PI-003

V. Vatsalya,1 J. L. Gowin,1 M. L. Schwandt,1 R. Momenan,1 M. Heilig,1 S. E. Bartlett,2 V. A. Ramchandani1; 1National Institute on Alcohol Abuse and Alcoholism, Bethesda, MD, 2Queensland University of Technology, Brisbane, Australia

BACKGROUND: Pre-clinical and emerging clinical evidence suggest that varenicline, a nicotinic partial agonist approved for smoking cessation, attenuates alcohol seeking and consumption. This study examined the effects of varenicline in heavy drinkers using experimental models of motivation and consumption of alcohol including: (1) a novel Alcohol-Food Incentive Delay (AFID) functional magnetic resonance imaging (fMRI) task to examine brain activation associated with incentive salience of alcohol reward cues, and (2) an intravenous alcohol self-administration (IV-ASA) paradigm.
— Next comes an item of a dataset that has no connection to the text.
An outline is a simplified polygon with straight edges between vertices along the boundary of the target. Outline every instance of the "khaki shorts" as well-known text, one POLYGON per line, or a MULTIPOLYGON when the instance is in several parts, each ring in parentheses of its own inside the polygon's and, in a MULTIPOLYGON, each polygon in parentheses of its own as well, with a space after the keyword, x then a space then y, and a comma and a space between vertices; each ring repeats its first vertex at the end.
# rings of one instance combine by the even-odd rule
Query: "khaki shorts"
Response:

METHODS: In this double-blind, placebo-controlled, randomized trial, 29 participants, aged 21-60 years, received varenicline (2 mg/day) or placebo for 3 weeks. After 2 weeks of treatment, participants underwent an fMRI scan while performing the AFID task. At baseline and at 3 weeks of treatment, participants underwent IV-ASA sessions in the laboratory.
RESULTS: Cues signaling alcohol reward were associated with significant brain activation in the nucleus accumbens, amygdala and posterior insula in the placebo, but not in the varenicline group (all p<0.05). Varenicline also attenuated subjective feelings of happiness and excitement in response to alcohol cues compared to placebo. Participants with higher insula response to alcohol cues showed higher IV-ASA behavior across treatment groups (R2=0.26).
CONCLUSION: Varenicline decreased activation in striato-cortico-limbic regions associated with motivation and incentive salience of alcohol reward in heavy drinkers. Medication repurposing of varenicline could be targeted towards reward-drinkers seeking treatment for AUD. Human experimental models of alcohol seeking and consumption may facilitate development of pharmacotherapies for AUD.